I took out a fresh cigarette and started to ruin it. “That’s a Mafia signature. Anyone else and it’s infringement of copyright. It puts Joey back in the race.”

“If he hired it, he still needed a reason,” Alderdyce said. “He’d have to be as bugs as his old man was to risk it over an old grudge.”

I said, “I hear he’s in bad health. Maybe he’s putting his affairs in order.”

Where’d you hear he’s in bad health?”

I looked down at the cigarette. I’d nearly walked right into it. That clip I’d taken must have knocked my brain off one of its rubber mounts. “I heard he almost clocked out in the federal pen.”

“I heard it was more than almost,” Alderdyce said after a moment. He sounded disappointed. Whether it was because the same rumor I’d heard had been overly optimistic or because I’d sidestepped the snare he’d set, I couldn’t tell. “He got well enough to finish out his time. Anyway, he’s not acting like a man waiting for a shovel. Guess who’s representing him now?”

I looked at him, shook my head.

He told me, watching my face.

“Lefty Lucy,” I pursed my lips. “I thought she only stood up for anarchists.”

“Everyone’s changing lays this year. Look at you: You hear a siren, you take off after it like a greyhound. The point is no one retains a red-hot to dig him out of a pile of legal trouble, then turns around and makes the red-hot’s job twice as tough by ordering a hit. Our friend here would say the diagnosis is inconsistent with the sense God gave a cockroach.”

“Maybe he’s counting on you thinking that way.”

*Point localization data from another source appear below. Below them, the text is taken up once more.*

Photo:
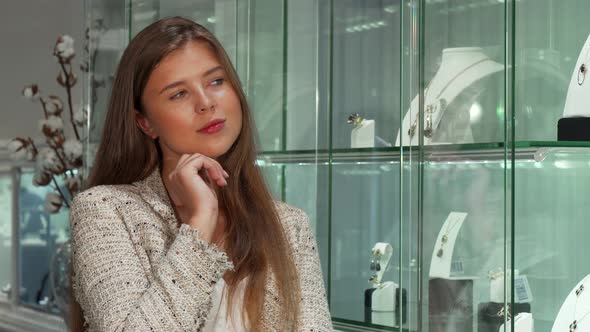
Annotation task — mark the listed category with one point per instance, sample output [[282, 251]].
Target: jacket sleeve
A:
[[109, 281], [314, 313]]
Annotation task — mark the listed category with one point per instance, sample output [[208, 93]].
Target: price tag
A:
[[457, 267], [522, 290]]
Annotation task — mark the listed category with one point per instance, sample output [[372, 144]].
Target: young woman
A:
[[176, 230]]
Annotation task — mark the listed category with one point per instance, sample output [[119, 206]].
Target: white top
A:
[[218, 319]]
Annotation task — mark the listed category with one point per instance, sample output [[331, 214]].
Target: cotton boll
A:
[[64, 48], [18, 150], [53, 105], [41, 178], [73, 149], [80, 116], [21, 149], [48, 160], [53, 202], [73, 183], [51, 125], [31, 92]]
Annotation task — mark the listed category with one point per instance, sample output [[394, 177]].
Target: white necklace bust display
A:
[[578, 93], [574, 315], [460, 68]]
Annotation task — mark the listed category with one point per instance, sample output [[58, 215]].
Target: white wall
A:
[[28, 31]]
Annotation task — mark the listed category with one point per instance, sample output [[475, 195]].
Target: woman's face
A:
[[189, 104]]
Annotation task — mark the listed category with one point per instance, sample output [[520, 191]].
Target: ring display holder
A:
[[386, 303]]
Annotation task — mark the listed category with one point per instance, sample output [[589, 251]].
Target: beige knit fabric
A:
[[135, 270]]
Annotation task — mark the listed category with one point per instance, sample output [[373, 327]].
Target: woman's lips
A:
[[213, 127]]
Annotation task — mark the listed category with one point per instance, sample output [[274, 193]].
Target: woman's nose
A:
[[204, 102]]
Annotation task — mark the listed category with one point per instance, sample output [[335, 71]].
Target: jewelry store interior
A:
[[441, 149]]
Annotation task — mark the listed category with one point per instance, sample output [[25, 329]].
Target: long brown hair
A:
[[256, 239]]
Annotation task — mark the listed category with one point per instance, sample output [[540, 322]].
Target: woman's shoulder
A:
[[105, 193], [294, 220], [289, 212]]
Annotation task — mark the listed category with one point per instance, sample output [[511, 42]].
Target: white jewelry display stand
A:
[[578, 96], [459, 69], [575, 307], [523, 322], [440, 267], [384, 297]]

“He doesn’t think cops are that smart, and he’s right. We never look an open-and-shut case in the mouth.”

I agreed, but not for that reason. I looked at the M.E., who appeared a little hurt to have heard himself mocked; considering the job, their hides are surprisingly thin. “What’d he use, wire?” I asked. “Looks like it cut deep.”

“Five centimeters.” The dark little man brightened. “I used a magnet to extract any particles, but that’s only a shortcut if it was steel; magnets don’t attract copper or brass or aluminum. I haven’t peeled back the epidermis yet, but I doubt I’ll find metal. My guess is it was monofilament, thin but extremely strong. It wouldn’t have existed even ten years ago. Chemists have made some real strides developing high-test line for the fishing industry.”

“Fishline?”

He nodded, beaming now. A dull bell swung in a dim room I didn’t visit very often. I wondered what it was shouting about.